Transferring your house to your children while you’re alive may avoid probate. However, gifting a home also can mean a rather large and unnecessary tax bill. It also may place your house at risk, if your children get sued or file for bankruptcy.

You also could be making a mistake, if you hope it will help keep the house from being consumed by nursing home bills.

There are better ways to transfer a house to your children, as well as a little-known potential fix that may help even if the giver has since died, says Considerable’s recent article entitled “Should you transfer your house to your adult kids?”

If a parent signs a quitclaim to give her son the house and then dies, it can potentially mean a tax bill of thousands of dollars for the son.

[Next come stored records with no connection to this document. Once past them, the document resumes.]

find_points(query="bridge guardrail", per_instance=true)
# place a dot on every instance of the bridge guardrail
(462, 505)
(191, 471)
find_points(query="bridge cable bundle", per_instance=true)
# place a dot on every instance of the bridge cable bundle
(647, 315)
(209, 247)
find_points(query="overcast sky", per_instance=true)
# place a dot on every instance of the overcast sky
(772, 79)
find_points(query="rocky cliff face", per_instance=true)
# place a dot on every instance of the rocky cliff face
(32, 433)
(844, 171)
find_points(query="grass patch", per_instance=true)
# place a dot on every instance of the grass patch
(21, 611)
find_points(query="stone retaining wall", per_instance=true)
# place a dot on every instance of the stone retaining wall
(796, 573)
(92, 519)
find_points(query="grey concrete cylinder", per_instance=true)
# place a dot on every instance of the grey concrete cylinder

Families who see this error in time can undo the damage, by gifting the house back to the parent.

People will also transfer a home to try to qualify for Medicaid, but any gifts or transfers made within five years of applying for Medicaid can result in a penalty period when seniors are disqualified from receiving benefits.

In addition, transferring your home to another person can expose you to their financial problems because their creditors could file liens on your home and, depending on state law, take some or most of its value. If the child divorces, the house could become an asset that must be divided as part of the marital estate.

Section 2036 of the Internal Revenue Code says that if the parent were to retain a “life interest” in the property, which includes the right to continue living there, the home would remain in her estate rather than be considered a completed gift. However, there are rules for what constitutes a life interest, including the power to determine what happens to the property and liability for its bills.

There are other ways to avoid probate. Many states and DC permit “transfer on death” deeds that let homeowners transfer their homes at death without probate.

Another option is a living trust, which can ensure that all assets avoid probate.

Many states also have simplified probate procedures for smaller estates.

Reference: Considerable (Sep. 18) “Should you transfer your house to your adult kids?”